Parts of Pakistan seemed “like a sea," Prime Minister Shehbaz Sharif said Wednesday, after visiting some of the flood-hit areas that cover as much as a third of the South Asian nation, where 18 more deaths took the toll from days of rain to 1,343.
As many as 33 million of a population of 220 million have been affected in a disaster blamed on climate change that has left hundreds of thousands homeless and caused losses of at least $10 billion, officials estimate.
“You wouldn’t believe the scale of destruction there,” Sharif told reporters after a visit to the southern province of Sindh. “It is water everywhere as far as you could see. It is just like a sea.”
Another 18 people, including eight children, have died in the past 24 hours, according to Pakistan’s National Disaster Management Authority. The death toll now stands at 1,343 from the floods, which were brought by record monsoon rains and glacier melt in Pakistan’s northern mountains.
The government, which has boosted cash handouts for flood victims to 70 billion Pakistani rupees ($313.9 million), will buy 200,000 tents to house displaced families, he added.
The United Nations has called for $160 million in aid to help the flood victims.
Many of those affected are from Sindh, where Pakistan’s largest freshwater lake is dangerously close to bursting its banks, even after having been breached in an operation that displaced 100,000 people.

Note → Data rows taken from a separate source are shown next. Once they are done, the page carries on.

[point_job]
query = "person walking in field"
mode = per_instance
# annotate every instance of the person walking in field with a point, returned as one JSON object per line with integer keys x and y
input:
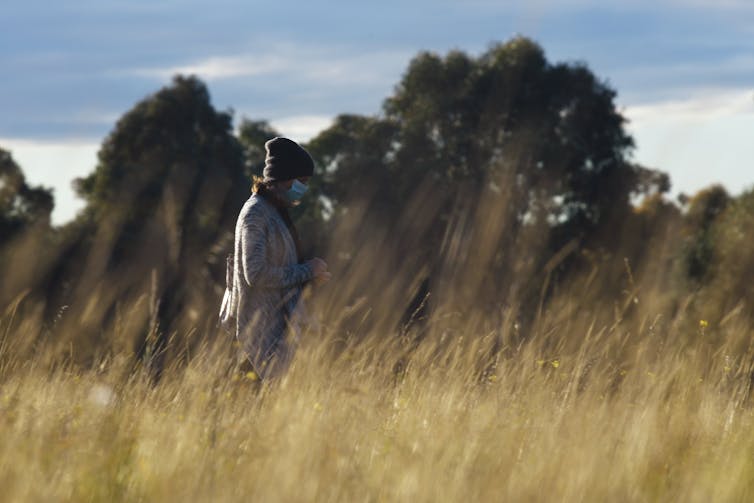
{"x": 265, "y": 276}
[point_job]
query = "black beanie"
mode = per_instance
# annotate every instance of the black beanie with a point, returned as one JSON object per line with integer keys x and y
{"x": 286, "y": 160}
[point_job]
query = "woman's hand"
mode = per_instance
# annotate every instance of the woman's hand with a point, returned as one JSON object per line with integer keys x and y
{"x": 319, "y": 269}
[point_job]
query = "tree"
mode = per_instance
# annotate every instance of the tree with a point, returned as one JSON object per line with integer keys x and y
{"x": 162, "y": 204}
{"x": 510, "y": 151}
{"x": 21, "y": 205}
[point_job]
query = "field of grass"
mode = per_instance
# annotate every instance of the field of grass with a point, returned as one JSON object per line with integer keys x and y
{"x": 649, "y": 411}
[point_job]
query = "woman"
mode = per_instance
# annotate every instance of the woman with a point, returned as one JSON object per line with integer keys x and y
{"x": 265, "y": 274}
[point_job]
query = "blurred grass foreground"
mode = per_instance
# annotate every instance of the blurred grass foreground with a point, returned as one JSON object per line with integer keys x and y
{"x": 517, "y": 311}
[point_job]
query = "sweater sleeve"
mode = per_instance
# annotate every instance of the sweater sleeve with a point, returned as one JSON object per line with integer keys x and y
{"x": 256, "y": 270}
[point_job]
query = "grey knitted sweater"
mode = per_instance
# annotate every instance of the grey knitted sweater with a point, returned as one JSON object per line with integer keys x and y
{"x": 262, "y": 305}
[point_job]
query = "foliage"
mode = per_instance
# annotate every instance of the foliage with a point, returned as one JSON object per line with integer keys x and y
{"x": 21, "y": 205}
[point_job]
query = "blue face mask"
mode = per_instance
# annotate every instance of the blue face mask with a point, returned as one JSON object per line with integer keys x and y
{"x": 296, "y": 192}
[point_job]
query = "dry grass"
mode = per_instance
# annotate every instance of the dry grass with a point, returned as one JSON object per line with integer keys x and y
{"x": 616, "y": 417}
{"x": 615, "y": 391}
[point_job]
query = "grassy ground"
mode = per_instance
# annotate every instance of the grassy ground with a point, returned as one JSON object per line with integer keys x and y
{"x": 615, "y": 417}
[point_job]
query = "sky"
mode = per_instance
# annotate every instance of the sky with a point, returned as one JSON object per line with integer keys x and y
{"x": 683, "y": 69}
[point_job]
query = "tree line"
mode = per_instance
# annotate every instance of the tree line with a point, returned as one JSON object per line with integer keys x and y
{"x": 488, "y": 181}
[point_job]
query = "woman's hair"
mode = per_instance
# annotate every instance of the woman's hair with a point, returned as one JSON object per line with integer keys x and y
{"x": 258, "y": 185}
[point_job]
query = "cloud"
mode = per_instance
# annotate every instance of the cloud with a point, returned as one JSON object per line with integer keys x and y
{"x": 55, "y": 164}
{"x": 702, "y": 106}
{"x": 700, "y": 140}
{"x": 302, "y": 128}
{"x": 336, "y": 65}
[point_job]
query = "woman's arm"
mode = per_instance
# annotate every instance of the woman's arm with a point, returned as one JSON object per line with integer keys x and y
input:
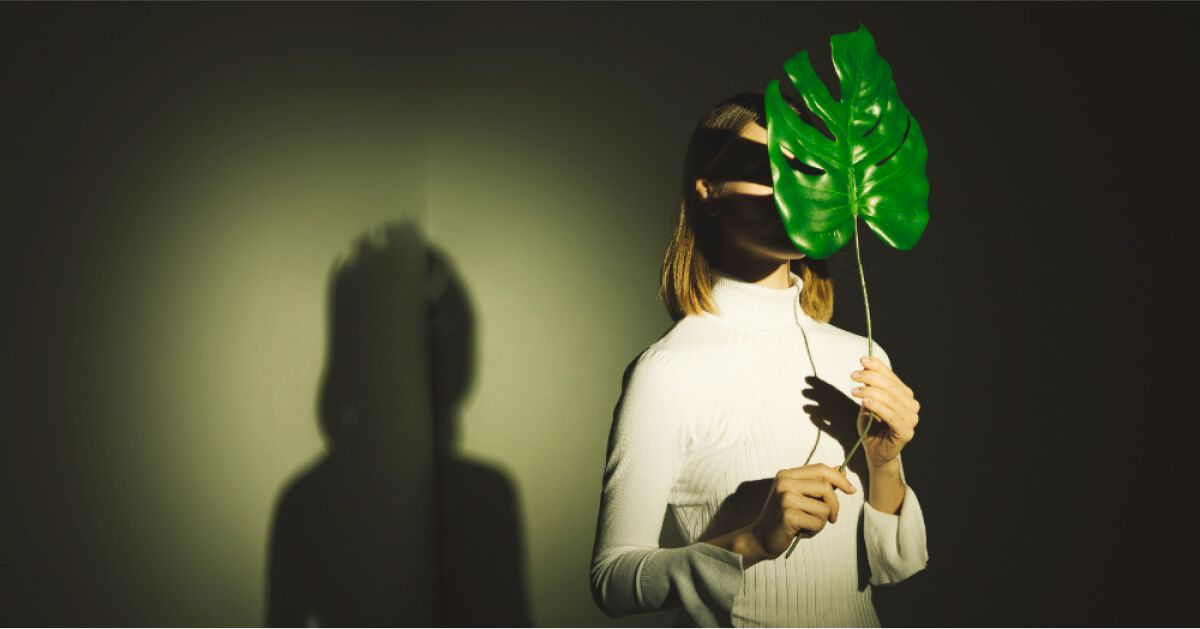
{"x": 894, "y": 527}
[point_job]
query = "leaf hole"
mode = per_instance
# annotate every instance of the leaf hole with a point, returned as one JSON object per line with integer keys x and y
{"x": 907, "y": 126}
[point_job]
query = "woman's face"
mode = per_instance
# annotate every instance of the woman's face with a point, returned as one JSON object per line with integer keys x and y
{"x": 745, "y": 202}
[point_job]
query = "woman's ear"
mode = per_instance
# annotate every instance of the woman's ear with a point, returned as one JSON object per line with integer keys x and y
{"x": 705, "y": 193}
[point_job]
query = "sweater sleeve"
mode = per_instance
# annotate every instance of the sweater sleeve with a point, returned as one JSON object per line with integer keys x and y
{"x": 646, "y": 451}
{"x": 895, "y": 543}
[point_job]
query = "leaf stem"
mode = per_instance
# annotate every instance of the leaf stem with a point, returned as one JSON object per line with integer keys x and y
{"x": 870, "y": 352}
{"x": 870, "y": 345}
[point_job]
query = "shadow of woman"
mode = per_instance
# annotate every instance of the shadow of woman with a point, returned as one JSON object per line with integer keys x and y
{"x": 389, "y": 527}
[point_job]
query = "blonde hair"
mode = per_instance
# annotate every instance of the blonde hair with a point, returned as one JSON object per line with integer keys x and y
{"x": 687, "y": 280}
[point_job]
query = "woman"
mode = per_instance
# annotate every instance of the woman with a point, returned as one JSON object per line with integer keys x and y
{"x": 717, "y": 429}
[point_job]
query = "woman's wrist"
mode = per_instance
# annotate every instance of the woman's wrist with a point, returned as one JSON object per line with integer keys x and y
{"x": 742, "y": 541}
{"x": 747, "y": 544}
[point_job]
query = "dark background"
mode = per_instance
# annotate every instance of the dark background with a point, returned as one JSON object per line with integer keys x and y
{"x": 1045, "y": 317}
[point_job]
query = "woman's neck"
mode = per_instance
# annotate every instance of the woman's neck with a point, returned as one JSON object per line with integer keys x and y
{"x": 761, "y": 271}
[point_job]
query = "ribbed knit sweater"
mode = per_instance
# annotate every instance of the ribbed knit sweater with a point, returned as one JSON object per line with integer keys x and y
{"x": 709, "y": 413}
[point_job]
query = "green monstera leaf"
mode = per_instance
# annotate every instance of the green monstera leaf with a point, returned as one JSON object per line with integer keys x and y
{"x": 874, "y": 167}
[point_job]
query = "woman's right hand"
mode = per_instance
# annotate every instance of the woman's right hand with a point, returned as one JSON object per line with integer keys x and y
{"x": 801, "y": 501}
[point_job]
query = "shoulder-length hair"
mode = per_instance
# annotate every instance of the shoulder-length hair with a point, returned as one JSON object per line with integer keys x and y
{"x": 687, "y": 277}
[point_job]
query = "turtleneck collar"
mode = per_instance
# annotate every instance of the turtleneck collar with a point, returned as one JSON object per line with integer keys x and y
{"x": 757, "y": 306}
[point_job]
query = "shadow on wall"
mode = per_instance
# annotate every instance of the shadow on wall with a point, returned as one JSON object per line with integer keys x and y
{"x": 390, "y": 526}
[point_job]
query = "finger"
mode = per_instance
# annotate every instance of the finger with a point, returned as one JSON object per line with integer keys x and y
{"x": 813, "y": 507}
{"x": 819, "y": 471}
{"x": 829, "y": 505}
{"x": 876, "y": 365}
{"x": 889, "y": 399}
{"x": 799, "y": 520}
{"x": 887, "y": 414}
{"x": 903, "y": 395}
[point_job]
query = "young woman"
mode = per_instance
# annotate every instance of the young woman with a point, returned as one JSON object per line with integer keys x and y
{"x": 735, "y": 423}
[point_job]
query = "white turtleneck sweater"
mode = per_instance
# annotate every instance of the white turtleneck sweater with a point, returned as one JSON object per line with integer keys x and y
{"x": 713, "y": 406}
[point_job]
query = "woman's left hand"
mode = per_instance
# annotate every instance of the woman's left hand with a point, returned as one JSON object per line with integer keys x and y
{"x": 892, "y": 401}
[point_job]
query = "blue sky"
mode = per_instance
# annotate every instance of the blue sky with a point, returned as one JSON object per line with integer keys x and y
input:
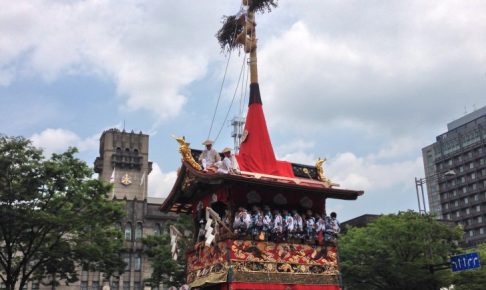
{"x": 366, "y": 84}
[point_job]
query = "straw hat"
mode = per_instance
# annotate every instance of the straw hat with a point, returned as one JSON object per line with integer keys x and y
{"x": 208, "y": 142}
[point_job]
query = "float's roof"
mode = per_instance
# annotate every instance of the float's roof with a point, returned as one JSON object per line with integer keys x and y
{"x": 192, "y": 184}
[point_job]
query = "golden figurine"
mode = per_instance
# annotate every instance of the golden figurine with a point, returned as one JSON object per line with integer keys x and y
{"x": 185, "y": 151}
{"x": 320, "y": 173}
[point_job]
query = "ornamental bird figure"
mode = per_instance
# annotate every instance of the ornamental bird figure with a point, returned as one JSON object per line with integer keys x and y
{"x": 185, "y": 151}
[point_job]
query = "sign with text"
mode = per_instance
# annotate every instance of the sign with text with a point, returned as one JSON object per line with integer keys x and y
{"x": 465, "y": 262}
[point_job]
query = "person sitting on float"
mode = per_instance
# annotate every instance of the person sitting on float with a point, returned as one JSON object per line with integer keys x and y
{"x": 310, "y": 224}
{"x": 288, "y": 224}
{"x": 256, "y": 225}
{"x": 209, "y": 156}
{"x": 320, "y": 227}
{"x": 332, "y": 227}
{"x": 298, "y": 225}
{"x": 242, "y": 222}
{"x": 277, "y": 226}
{"x": 228, "y": 164}
{"x": 267, "y": 221}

Local authorities have been trying to perform a controlled release of water by creating artificial breaches in the lake’s retaining walls. but the water in Lake Manchar overflowed at two separate locations Tuesday, inundating nearby villages in the Jamshoro and Dadu districts, according to officials.
Footage sent to NBC News by a local official in Dadu on Wednesday showed a highway inundated by waters and what appeared to be a truck that had fallen on its side.
Officials in Sindh expect the waters to recede in the next few days, provincial government spokesman Murtaza Wahab said.
“Our strategy right now is to be prepared for wheat cultivation as soon as the water recedes,” he added.
But receding waters threaten a new challenge in the form of waterborne infectious diseases, Sharif said. And with more rain expected in the coming month, the situation could worsen further.
Pakistan has received nearly 190% more rain than the 30-year average in July and August, totaling 15.4 inches (391 mm), with Sindh getting 466% more rain than the average.